How can I test whether an element is in a list using identity instead of equality?

Question

In Python, I can test whether an element is in a list like so:

elem = 56
long_list = ["foo", "bar", asdf, 56, False]
print(elem in long_list) # "True"

This is equivalent to:

elem = 56
long_list = ["foo", "bar", asdf, 56, False]

result = False
for candidate in long_list:
    if elem == candidate:
        result = True
        break
print(result) # "True"

Notice elem == candidate, which tests for equality.

What I want to do is test for identity using elem is candidate instead. What is the easiest way to do this in Python?

I tried Google, but the words "is" and "in" are unfortunately too common. I also tried

print(elem is in long_list)

but this gave me a syntax error.

Answer 1

If the elements being compared implement __eq__ in terms of is, you can simply use elem in long_list and it will be invoked for you automatically. So this should work with your objects:

def __eq__(self, x):
    return self is x

To keep things simple, here's a little demo that overloads equality to be str.startswith (of the second operand) instead of identity.

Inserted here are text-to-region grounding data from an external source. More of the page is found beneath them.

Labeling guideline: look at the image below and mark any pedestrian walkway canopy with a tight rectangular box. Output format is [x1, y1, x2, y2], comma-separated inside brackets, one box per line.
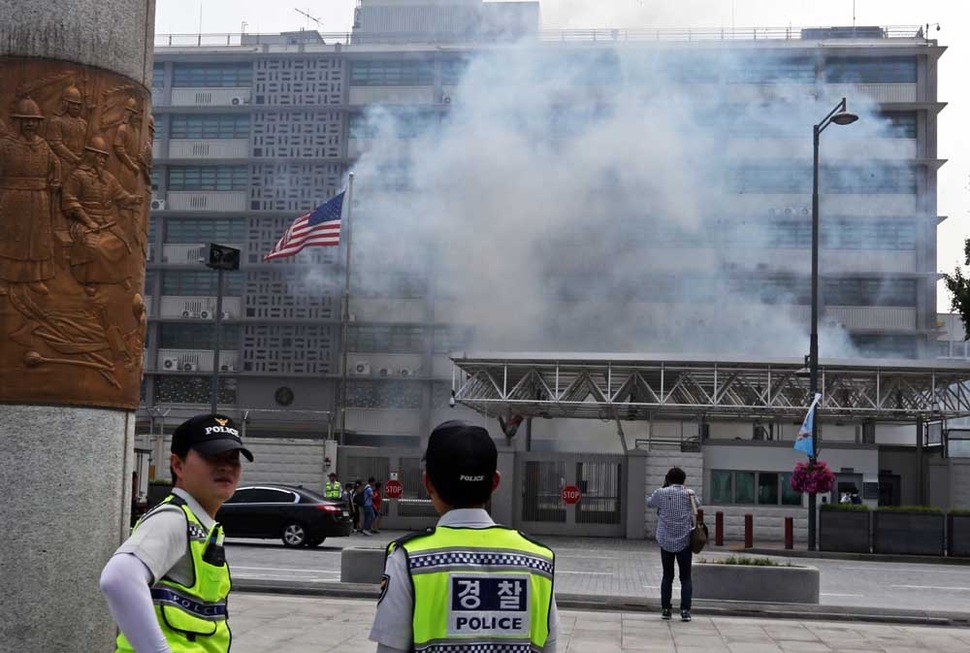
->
[449, 353, 970, 423]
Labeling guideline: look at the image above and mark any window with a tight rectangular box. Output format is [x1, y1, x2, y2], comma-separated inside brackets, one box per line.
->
[170, 114, 250, 139]
[726, 56, 816, 84]
[880, 112, 917, 139]
[350, 60, 434, 86]
[349, 110, 438, 139]
[347, 326, 424, 353]
[162, 271, 243, 296]
[824, 56, 917, 84]
[711, 470, 802, 505]
[152, 64, 165, 89]
[433, 326, 475, 353]
[172, 63, 252, 87]
[851, 334, 918, 359]
[824, 278, 916, 307]
[165, 218, 246, 243]
[168, 166, 248, 191]
[159, 324, 239, 350]
[736, 164, 915, 195]
[441, 57, 469, 85]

>>> class permissive(str):
        def __eq__(self, x):
            return self.startswith(x)

>>> mylist = map(permissive, [ "hip", "hop" ])
>>> "hi" in mylist
True

Of course you'll get the same super-strict behavior when comparing your objects for equality in other contexts. If your goal is just to find a specific object in a list, perhaps you should define __hash__ instead and store them in a dictionary?

Answer 2

I might be misunderstanding the question, but if an object doesn't implement __eq__, in and == default to identity comparison, which is what you want.

class Foo:
    pass

a = Foo()
b = Foo()
c = Foo()

print (a in [a,b]) # True 
print (c in [a,b]) # False

Answer 3

Use any with a generator expression:

any(elem is candidate for candidate in long_list)